I’m looking for feedback/input on this piece about how to shop for business software or enterprise software. I wrote this for my Forbes.com column, but my editor asked me to broaden it. The software directory referenced below represents one potentially useful tool, but what other sources do you turn to when evaluating these products? I’m particularly looking for tools and techniques for those who can’t afford an account with one of the high-end IT research firms like Gartner.
Shopping Around for Business Software
Software Directory CEO Cites ‘Biggest Mistakes,’ Invites Reviews
By David F. Carr
Capterra CEO Michael Ortner sees a few common mistakes with how businesses, particularly small to midsize ones, select enterprise software.
Writing in response to one of my recent columns (A Software Maven Picks Her Tools), he argued people also need to know how not to pick software. Some of the mistakes he cites:
1) Limiting your choices to the first few products you come across. The software industry is insanely competitive and there are usually dozens, if not hundreds, of choices for virtually any kind of software.
2) Deciding upon requirements too quickly. You and your company need to give serious thought to what your needs AND wants are both now AND a year from now. The end users should give the majority of the input for the purchase.
3) Underestimating your software budget. So many people are looking for the absolute cheapest product when they may have a lot to gain in the grand scheme of things by spending just a little bit more up front.
4) Maintaining your same business processes. Now that you are automating through software, there are probably lots of things you are doing that you should either stop doing or do very differently. Every activity should be questioned.
Now, you could say Ortner has a vested interest in getting you to spend more time researching your software options, as he is in the business of providing tools to help you do that research. Although I didn’t realize it when I first spoke with Ortner, Capterra also supplies the data for the software finder on Forbes.com (software.forbes.com).
“I’m basing my list of user mistakes, #1, on user behavior,” Ortner says. After 10 years in business, he has spent a lot of time studying how many listings visitors to the website click on when they are exploring a product category. The website also allows visitors to submit a request for information with their requirements to multiple software makers in a given category, and since one of the fields on that form is “budget,” he says he has a good idea of how often buyers are “lowballing on price.”
A former management consultant for PricewaterhouseCoopers, Ortner also worked in corporate IT at J.P. Morgan. He came up with the idea for Capterra during a brief stint at the Internet firm Digex, working on software partnerships. “That really opened my eyes to what a huge and fragmented market enterprise software was. Prior to that, I only had experience with the big guys,” he said, referring to the likes of SAP and Oracle. “But I saw that was only the tip of the iceberg.”
The business model is this: Capterra provides free listings to software publishers and makes money by selling enhanced listings – not ads per se, but listings that get top placement with upgrades available for displaying the company logo or a link to a demo page.

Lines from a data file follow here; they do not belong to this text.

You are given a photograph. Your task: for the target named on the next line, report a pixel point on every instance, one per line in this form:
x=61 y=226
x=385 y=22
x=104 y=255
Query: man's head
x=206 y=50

The objective editorial content on the site comes in the form of user-generated reviews, so that the site functions as a sort of Angie’s List or Yelp for enterprise software. Or, at least, it could if there were more of those reviews, particularly critical ones.
Ortner says most of the reviews come from the software makers encouraging their customers to post something, and therefore most of the reviews are positive. I imagine some of them are spurred on by a discount at license renewal time or free drinks at the user’s conference, too (although that’s probably also true of published case studies, including some of the ones I’ve reported on). Still, it does show the software can boast some happy customers who are willing to put their name behind a product endorsement.
As for negative reviews, Ortner says he encourages the software companies to take them as an opportunity to show how well they respond to criticism.
“That was a concern for us in the beginning – what if we really alienate our biggest customer? But the way I’ve dealt with it is that no anonymous reviews are allowed – you have to give your name and your company. And if the vendor wants to, they can respond to any review, publicly or privately, to say, ‘You know, that was a valid concern but we’re addressing that’ or ‘That was true a year ago, but not in the latest version.’”
Capterra’s policy is that the only reasons for removing a review Is when it contains slanders or profanity, or where the software maker can demonstrate that the reviewer was never a customer.
“We did have an instance about two months ago where there was a very negative review, and because we thought it contained useful information we wanted to keep it – even though the vendor was shouting for us to take it down. But it did contain some profanity and name calling. So in that case, we reached out to the buyer and said, ‘We’d like to keep this, but you need to clean it up.’ Unfortunately, they refused to do it. They said, ‘These guys are bastards, and this is our review.’ They refused to change it, so we had to remove it. But we actually wanted the review to stay because we believed it was a useful negative review.”
To which I say, let’s take the man at his word. If you’ve had a negative experience with your business software package, do your peers a favor and post a warning to them on this site. Just be polite about it. And put in a good word for the software that’s proven its worth to your business, too.